IX
Да, друзья его оставили, отсекли от себя — и вместе отсекли от него целую жизнь, неисчерпаемо полную воспоминаний: воспоминаний, благодаря которым каждая поездка на шашлыки, каждая встреча нового года, каждый телефонный разговор дарили ему не скудные впечатления одного дня, нескольких часов или нескольких минут, а долгих, счастливо окрашенных расстоянием лет детства и юности… Андрей Иванович вспышкой вспомнил всё это, вновь с прежней силою пережил свое тогдашнее унижение, разочарование, боль — и, подняв глаза, угрюмо и вызывающе посмотрел на жену.
— Да. Бросили. Что дальше?
— Ничего, — заражаясь его враждебностью, резко сказала Лариса. — Дальше то, что я не желаю по твоей милости лишиться своих друзей.
— Эти раскрашенные куклы — твои друзья? Хороших друзей ты себе выбираешь.
— Это не твое дело. У тебя никаких нет.
Опять она ударила в то же место, в ту же боль. Андрей Иванович стиснул зубы. Лариса стояла перед ним — в блестящем черном облегающем платье, прямая, высокая — на каблуках она была одного роста с ним, и потому Андрею Ивановичу казалось, что она выше его, — с острой вызывающей грудью, с золотистой, как будто отлитой из бронзы копной волос, с голубовато-серыми, в густой оторочке ресниц, холодно поблескивающими глазами… неожиданно он — в первый раз в жизни — подумал: “А вдруг… она мне изменяет?!!” — и вслед за этим — что в последнее время он редко бывает с женой… У него потемнело в глазах; он хрипло сказал, задыхаясь:
— Может быть… у тебя есть друзья и мужского рода?!
Он был так потрясен, что сказал вместо “пола” — “рода”. Лариса усмехнулась — презрительно-зло.
— Дурак.
И вышла из комнаты.
Андрей Иванович испытал огромное облегчение. Жизнь, казалось, переломилась — он смотрел на мир совершенно иными глазами. Да что, собственно, произошло? Из-за чего перед ними чуть не разверзлась пропасть? Из-за Евдокимовых, из-за подлой власти, из-за чеченской войны? Да горите вы все синим пламенем! Он бросился вон из комнаты.

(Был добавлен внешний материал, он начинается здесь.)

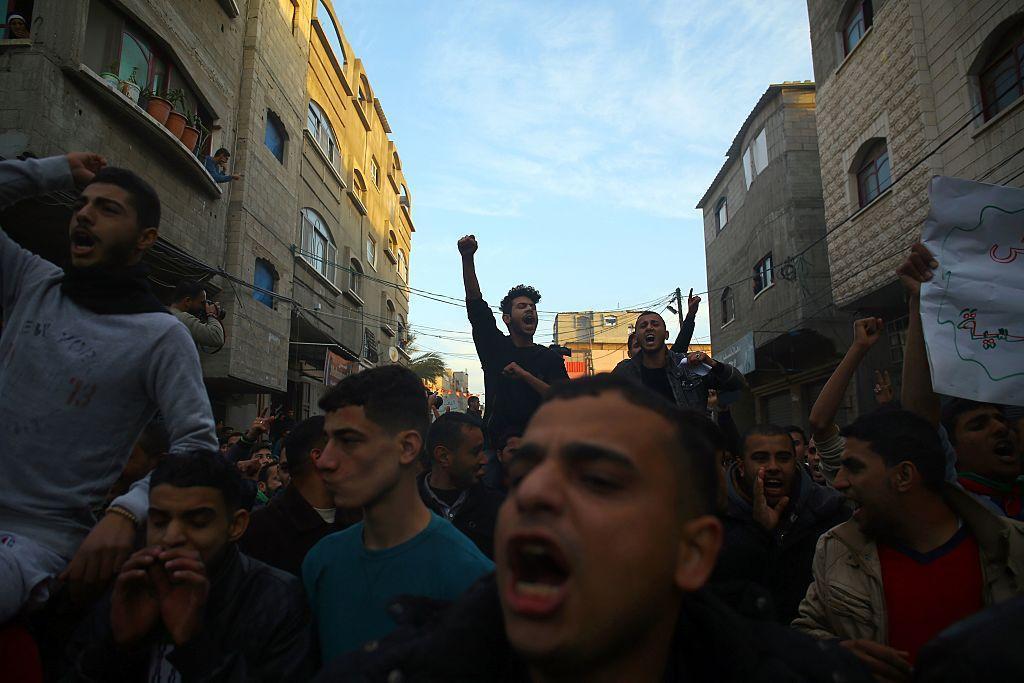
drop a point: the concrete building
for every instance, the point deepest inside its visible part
(770, 300)
(598, 339)
(907, 89)
(246, 72)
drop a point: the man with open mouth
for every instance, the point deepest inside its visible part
(517, 373)
(774, 518)
(602, 550)
(92, 350)
(682, 379)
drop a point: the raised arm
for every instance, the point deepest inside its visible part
(919, 396)
(467, 247)
(866, 333)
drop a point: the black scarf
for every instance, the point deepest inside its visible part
(110, 291)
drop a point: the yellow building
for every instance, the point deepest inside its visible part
(598, 339)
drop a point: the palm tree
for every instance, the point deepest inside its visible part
(428, 367)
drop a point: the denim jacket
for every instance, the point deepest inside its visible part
(689, 388)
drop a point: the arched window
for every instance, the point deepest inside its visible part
(331, 31)
(265, 280)
(728, 306)
(721, 213)
(321, 131)
(858, 20)
(318, 249)
(1001, 78)
(873, 172)
(355, 276)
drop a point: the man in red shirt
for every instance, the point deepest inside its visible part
(918, 555)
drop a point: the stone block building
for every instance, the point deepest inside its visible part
(907, 89)
(768, 279)
(246, 73)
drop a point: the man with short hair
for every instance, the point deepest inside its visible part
(375, 422)
(453, 486)
(284, 531)
(683, 380)
(190, 606)
(90, 349)
(774, 517)
(516, 372)
(603, 547)
(188, 303)
(919, 554)
(216, 166)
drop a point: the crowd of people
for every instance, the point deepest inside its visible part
(617, 527)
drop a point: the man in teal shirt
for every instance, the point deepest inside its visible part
(375, 423)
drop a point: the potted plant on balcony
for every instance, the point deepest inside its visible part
(189, 136)
(130, 86)
(175, 120)
(111, 76)
(157, 107)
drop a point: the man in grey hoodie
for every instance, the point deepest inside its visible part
(92, 350)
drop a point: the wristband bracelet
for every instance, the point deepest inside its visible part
(127, 514)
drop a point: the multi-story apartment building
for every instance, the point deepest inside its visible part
(770, 300)
(287, 248)
(907, 89)
(598, 339)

— Ларочка, миленькая… Ну прости ты меня, дурака… я так тебя люблю… ну ей-богу, ну что ты…
Он вбежал в гостиную; Лариса, стоя спиной к нему у стола, — стройная, с капельными обводами бедер и струнными ногами фигура, — гремела ножами и вилками; Настя, сидевшая на стуле обхватив руками коленки, мельком взглянула на него и снова обратилась к попыхивающему ядовитыми красками телевизору. “Возьми от жизни всё!!!” — кричал телевизор.
— Ларочка…
— Если что-нибудь подобное произойдет, — не поворачиваясь, очень спокойно сказала Лариса — и его сразу отбросило в прежнюю жизнь, — …будь покоен, я тебе тут же скажу. А пока — я прошу тебя не трогать моих друзей.
— Я не трогаю твоих друзей… я не буду трогать твоих друзей, — тихо сказал Андрей Иванович, обессилев под тяжестью навалившейся на него прежней жизни. — Я могу уходить из дома, когда у тебя гости. Я не…
— Кр-р-ра!… — резануло вдруг за окном. — Кр-р-ра! кр-р-ра! кр-р-ра!…
Лариса вздрогнула — и швырнула ножи и вилки на стол. Андрей Иванович заозирался. Ах да, конечно… окно открыто, рядом балкон… Лариса резко повернулась.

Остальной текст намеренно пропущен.